Be sure to get up to the roof level for another of the great vantage points over the city and towards the New Town.
Hidden away up one of the many alleys and closes seeping from the Royal Mile you’ll find this curious little place. A cute and rather bizarre Harry Potter-look to the exterior, its snug collections include tributes and manuscripts to Robert Burns, Robert Louis Stevenson and Sir Walter Scott. It’s a very personal look at three of Scotland’s best loved literary contributors. It also provides temporary respite from the Mile’s madness in peak season.
The Royal Botanic Gardens
A whopping space of urban tranquillity, the gardens are superb for kids, picnics and plain old drifting. The ‘Royal’ element comes in with the magnificent Victorian greenhouses. They play host to an array of exotic plant life that shoots up endlessly into the sky, Jack and the Beanstalk style. I can still remember school trips here when wee me (kilt and all) would have stared in awe at the jungle-like denseness of greenery on offer. Just kidding about the kilt part.
Glasgow’s Botanics in the heart of the West End is amongst my favourite places in the world. On a smaller scale, there is that same explosion for the senses. Great bursts of heat and smells – there are no better places for chill-out time.
Not seen enough? Check out my suggestions for top free things to do in Edinburgh. Looking at some great outdoorsy activities as well as more cultural necessities, you’ll soon be seeing that Edinburgh is not likely to be a city that you’ll ever get bored in.

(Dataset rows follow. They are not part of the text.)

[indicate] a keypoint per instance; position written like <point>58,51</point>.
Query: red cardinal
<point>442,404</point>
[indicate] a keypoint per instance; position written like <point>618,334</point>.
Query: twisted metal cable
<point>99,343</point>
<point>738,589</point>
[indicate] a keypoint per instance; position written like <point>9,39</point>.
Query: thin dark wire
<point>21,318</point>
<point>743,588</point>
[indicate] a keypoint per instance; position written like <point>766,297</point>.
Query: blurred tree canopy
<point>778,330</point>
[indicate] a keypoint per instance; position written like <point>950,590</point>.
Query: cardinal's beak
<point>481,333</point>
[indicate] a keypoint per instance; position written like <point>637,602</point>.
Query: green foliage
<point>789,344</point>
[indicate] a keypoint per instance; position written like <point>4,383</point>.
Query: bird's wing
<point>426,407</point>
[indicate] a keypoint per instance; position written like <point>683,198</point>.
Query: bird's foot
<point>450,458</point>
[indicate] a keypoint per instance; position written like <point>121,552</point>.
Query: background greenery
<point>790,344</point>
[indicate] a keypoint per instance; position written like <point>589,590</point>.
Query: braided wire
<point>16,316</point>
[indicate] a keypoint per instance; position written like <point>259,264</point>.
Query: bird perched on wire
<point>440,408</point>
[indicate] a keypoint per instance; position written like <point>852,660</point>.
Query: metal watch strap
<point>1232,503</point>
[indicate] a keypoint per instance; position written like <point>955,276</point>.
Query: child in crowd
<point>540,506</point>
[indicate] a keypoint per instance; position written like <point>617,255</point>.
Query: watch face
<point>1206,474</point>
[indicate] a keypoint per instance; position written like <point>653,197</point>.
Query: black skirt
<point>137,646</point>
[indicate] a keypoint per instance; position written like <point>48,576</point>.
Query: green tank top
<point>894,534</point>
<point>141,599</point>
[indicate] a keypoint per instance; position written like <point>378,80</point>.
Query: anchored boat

Where to Stay in Edinburgh
My most recent visit to the capital saw me embracing the industry surge towards high quality self-catering apartments. Fountain Court Apartments boast 230 apartments across 8 Edinburgh city centre locations. On this occasion, I was based at their logistically perfect Royal Gardens in the New Town. With a range of fantastic accommodation available delivering stunning views over to the Firth of Forth and Fife, it doesn’t get better for a city break base. Opposite the beautiful National Portrait Gallery, I darted about seeing all of the above over a weekend with ease. Whether taking on the city on foot or utilising nearby train, tram or bus links it could not be more convenient. Urban serenity can even be found within a few steps thanks to the apartment’s inclusive access to private Queen Street Gardens next door.
I’m a foodie with no love for the overly corporate hotel chains so having the option to fall out to Leith’s burgeoning worldwide dining options or to cook in was invaluable. Top of the picks on this trip was the excellent Fisher’s Restaurant. Fish and seafood specialists – clue’s in the name – the range and quality of the menu was top drawer. Leith is now bursting with great restaurants of all shapes and sizes and I’ll be back for closer scrutiny.
While I was invited to stay at Fountain Court’s Royal Gardens as a guest my endorsement of them as a first class place to stay is based entirely on them delivering an excellent product.